それだけの男が、ユエに求婚してたのか…。
あまりの多さに引いた僕に対して、ユエはソーニャ嬢から離れ、慌て始めた。
「ちっ、違うのアオ?! アイツら同じ学年の同級生って程度で、本気で私に求婚してたわけじゃなくって…っ!!」
「あら、それでも半数以上は本気だったようですわよ? 貴女がお母様と共に他国に行くってなった時、どれだけ嘆いていた事か…」
ソーニャ!! とユエは彼女の名を呼びながら叫んだ。
「アオより格好良くはないし気遣い出来ないクソガキだし、大体私より魔法の技術も体術も下手なくせに、なんで私の伴侶になれるって思うのかなぁ?!」
「ユエ、それは言い過ぎだと思いますわ。確かに、顔面偏差値はアオちゃん様の方が上ですけれど。
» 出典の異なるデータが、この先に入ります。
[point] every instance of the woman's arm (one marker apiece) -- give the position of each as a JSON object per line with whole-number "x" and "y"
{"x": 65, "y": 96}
そんな完璧な方、この世に存在しますの?」
いるもんと大声を出しながら、ユエは僕に抱きついてくる。
ユタカ辺りが出てきて、ユエの事宥めてくれないかな、と扉を見やるが誰も出てこない。
この騒ぎは聞こえているはずなのに。
面倒事に巻き込まれたくないからと、傍観してやがるな、あいつら…。
「アオは学年主席だし、格好良いし、魔力値は確かに低いけど…体術と剣術はそれを補って余りあるもん! あいつらが束になってかかってきても、アオは絶対負けないんだから!!」
「なら皆に連絡をとりましょうね。明日、近くの運動公園を予約しておくので、そこに午前10時集合という事で。殿下、逃げないでくださいませね?」
ニコリと、ソーニャ嬢は僕に微笑む。